Llega corriendo a Misa y sale lo antes posible…

12 de enero de 2022 0 Por admin

La gente viene a Misa en el último momento cuando suenan las campanas y luego al final salen inmediatamente…

Catequesis del Padre Slavko Barbaric


(De una catequesis Fray Slavko Barbaric del 18.5.85)

Participación en la Misa. Estoy convencido y veo la experiencia de esta Misa aquí y de muchas otras Misas también de ustedes: la gente viene en el último momento cuando suenan las campanas y luego al final se van inmediatamente; si ha tenido dificultad para encontrar un lugar para estacionar su auto también se pone un poco nerviosa y entra a la iglesia cuando la Misa ya ha comenzado.

Tal vez encuentre algo de paz durante la Misa; pero al final de la misa se va. Si se hace esto, siempre hay un riesgo: que la Misa no pueda convertirse así en una experiencia viva de Dios; es decir, uno debe prepararse.
Una vez Nuestra Señora dijo: «Ven a la iglesia un poco antes». Luego entendí: la hora del Rosario, veinte minutos antes de arreglarme y quedarme diez minutos después de Misa.

Mira, cuando quieres educar a alguien no dices diez minutos, veinte minutos, pero tienes que tener un tiempo durante el cual algo pueda pasar. (…)

Verás, quizás ahora puedas comprender por qué rezamos una hora antes de la Misa y por qué nos quedamos para los siete Padrenuestros y para las oraciones de los enfermos. Mira, con los misterios del Rosario nos preparamos y las gracias se suceden en la Misa . He visto que no es muy importante entender las palabras, es muy importante orar en el propio idioma, meditar y luego vienen las gracias.

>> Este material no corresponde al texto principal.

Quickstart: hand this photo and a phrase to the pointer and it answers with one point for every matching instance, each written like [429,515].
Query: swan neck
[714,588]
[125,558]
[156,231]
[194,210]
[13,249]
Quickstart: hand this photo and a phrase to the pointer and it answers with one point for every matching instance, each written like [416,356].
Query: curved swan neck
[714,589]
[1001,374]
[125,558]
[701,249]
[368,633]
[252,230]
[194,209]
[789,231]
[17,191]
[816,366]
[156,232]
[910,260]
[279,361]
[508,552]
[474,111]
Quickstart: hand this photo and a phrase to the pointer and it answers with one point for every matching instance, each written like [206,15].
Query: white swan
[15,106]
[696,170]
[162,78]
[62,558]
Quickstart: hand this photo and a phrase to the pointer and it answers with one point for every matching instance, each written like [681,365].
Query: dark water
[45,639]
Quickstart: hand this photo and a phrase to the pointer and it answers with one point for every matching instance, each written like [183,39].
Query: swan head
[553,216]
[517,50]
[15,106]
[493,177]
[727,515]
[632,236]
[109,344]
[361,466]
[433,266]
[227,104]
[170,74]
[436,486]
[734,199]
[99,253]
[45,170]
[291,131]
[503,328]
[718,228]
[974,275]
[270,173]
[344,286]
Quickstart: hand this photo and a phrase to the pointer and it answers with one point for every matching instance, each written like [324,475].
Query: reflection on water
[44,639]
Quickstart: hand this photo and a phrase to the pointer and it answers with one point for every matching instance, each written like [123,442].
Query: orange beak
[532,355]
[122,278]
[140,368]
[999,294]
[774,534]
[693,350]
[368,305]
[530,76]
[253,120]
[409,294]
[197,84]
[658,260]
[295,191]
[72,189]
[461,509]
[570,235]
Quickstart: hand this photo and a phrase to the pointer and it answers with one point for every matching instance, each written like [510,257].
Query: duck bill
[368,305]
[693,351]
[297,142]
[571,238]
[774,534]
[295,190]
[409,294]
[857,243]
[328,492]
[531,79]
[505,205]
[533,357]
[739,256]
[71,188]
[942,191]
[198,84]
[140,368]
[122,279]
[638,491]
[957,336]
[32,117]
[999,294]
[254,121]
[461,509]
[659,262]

En la comunión se dice: «Señor mío, no soy digno de recibirte en mi alma, pero di una palabra y mi alma sanará»; ahora bien, si salimos corriendo inmediatamente después de la Misa, Jesús no tiene tiempo de sanar nuestra alma, si todo se convierte en un mecanismo.

Así que quédate, ora, agradece, ora siempre por tu sanación, por la sanación de los demás con tus palabras. Así la Misa se convierte en una experiencia viva de Dios.